The women of course are illiterate they cannot read or write and the children
can't because they have no chance of going to school because they are
busy. They are bent and twisted; they don't grow straight because they
have to spend their days carrying water most of the year. So having decided
there is enough water then what do they do. The project said "Well
what we need is cisterns, cisterns which will gather the 60,000 litres
of water from the roofs of the houses, store it in a system and there
will be enough water for a whole year and the water will be kept pure.
So they started out an education programme first of all to educate the
people how to keep the water pure to see that there was enough water coming
off the roofs, that if they stored it and cared for the cisterns then
they would have enough for the whole year and the extra used for bathing
or washing could be filtered through into the gardens. They would have
to learn what plants grow there. The basic meal of the poor people of
Brazil is a type of lentil and they found a type, which grows well in
the semi-arid. So there was basic food there too. So they started this
project and for 2004 the object was to get 1 million systems that would
be a third of the families, provided with fresh clean water.

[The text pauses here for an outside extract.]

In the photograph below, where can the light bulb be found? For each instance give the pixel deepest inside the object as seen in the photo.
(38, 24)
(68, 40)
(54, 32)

Roberto was working on the project employed by the Bishops Conference
in Brazil and he was the one who was guiding the project and here there
are pictures of the systems, which they make, and the 3 lads here are
drinking from the cisterns. It was no use bringing in cisterns already
made. There was a man who spent his life in Sao Paulo making swimming
pools for wealthy people and when he retired he went to the North East
of Brazil and he devised a way of making small concrete blocks, you can
see them, small concrete panels which the ordinary masons and builders
could learn how to make and so the whole aim was the people, the community
should join together and build their own systems. They found that if some
foreigner built it then it was neglected, wasn't looked after. So the
people built their own systems and I went to a farm there and they were
just thrilled. They were offering us this clean water and they let us
look in the cistern and it was full of water and there hadn't been rain
there for days/weeks/months when we were there. It is the first step on
a stage of education and change and I said to Roberto "Where do you
get the finance for this?" and he said "Well at last the government
are coming in on the project" I asked "Where has it been financed
up until now?" he said "Christian Aid, CAFOD, the money has
come from Caritas in Europe".
So it is a very tangible result of our collections here. That is what
it's about. It is revolutionary and it is a dangerous thing and it is
the work of the Catholic Church, which is also very good. I think they
said that in the 2 years since the project started 45 people had been
killed, murdered, who were working on that project or connected with it
because it is a revolution that the women are now free to learn to read
and write, the children can now go to school. The people have ownership
of their own land; they are no longer dependant, utterly, on the absentee
landlords. It is a revolutionary thing to do. So not only do they need
our help, but they need most of all our prayers.